Describing Trainspotting to someone unaware of its colossal impact and legacy is a challenge; “the everyday lives of a bunch of loser junkies” hardly sounds like the makings of a British classic. And yet it rattled the integrity of Hollywood storytelling, propelled Ewan McGregor to the A-list and gave a shot in the arm to the career of now Oscar-winner Danny Boyle (Slumdog Millionaire, 127 Hours). How? Well, Trainspotting is probably better described as a hilarious, shocking, breathtaking slice of life.

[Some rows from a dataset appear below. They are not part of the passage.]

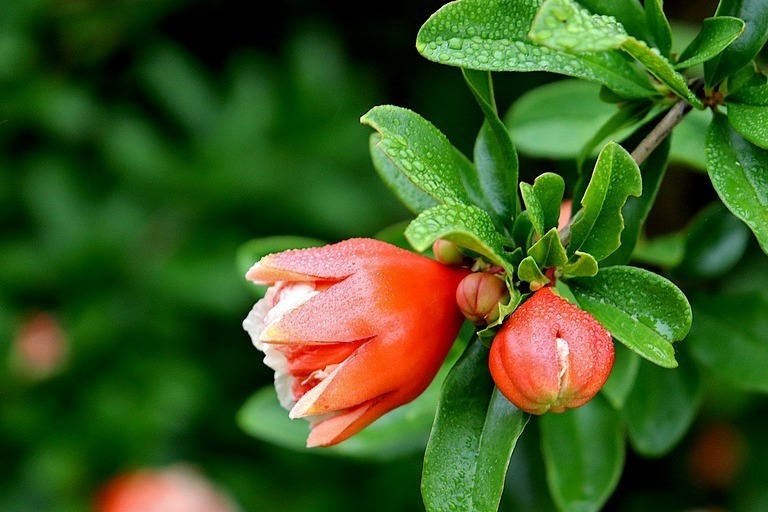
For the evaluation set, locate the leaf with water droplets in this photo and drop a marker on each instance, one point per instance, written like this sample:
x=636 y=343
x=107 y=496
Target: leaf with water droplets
x=659 y=26
x=597 y=227
x=467 y=226
x=495 y=154
x=409 y=194
x=472 y=439
x=548 y=251
x=543 y=200
x=563 y=25
x=419 y=150
x=584 y=452
x=737 y=170
x=641 y=309
x=566 y=26
x=748 y=113
x=747 y=46
x=715 y=36
x=492 y=35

It’s a lethal shot of charm and despair, a seductive and repulsive head-trip through Irvine Welsh’s twisted world-view; a void trapped somewhere between a laugh and a scream.

Trainspotting boldly opens with one of the single most disgusting scenes in the history of film. Renton quits heroin cold turkey, though “cold turkey” to someone as hooked as him involves sticking opium suppositories up his behind to ease the transition. This inconveniently loosens his bowels, the contents of which he’s soon forced to empty in the “Worst Toilet in Scotland”. Then, so desperate for his fix, Renton does the unthinkable and dives headfirst into this hole of horrors to retrieve the opium lost in his excretion. It’s sickeningly surreal, equal parts hilarious and horrifying, and impossible to look away from despite how nausea-inducing it is. It sets the tone for film and the many highs and lows to come in the chaotic disorder that is the everyday lives of a bunch of loser junkies.

And highs and lows is what Trainspotting is all about. Not just the high of the drug and low of the comedown, but thine highs and lows of life, of youth in particular; the high of living carefree and the low of accepting responsibility. Boyle uses this up and down to great effect as his narrative structure too, keeping great momentum in the unpredictable rollercoaster of impulsive behaviour.

Trainspotting has withstood the test of time better than just about any youth-oriented film of its era. The subject may be sickening, but the magnetic characters, rollicking soundtrack, belly laughs and unforgettable images surrounding it are anything but. And with Boyle and co. returning to their roots this month with a long awaited sequel, there’s no better time to choose Trainspotting.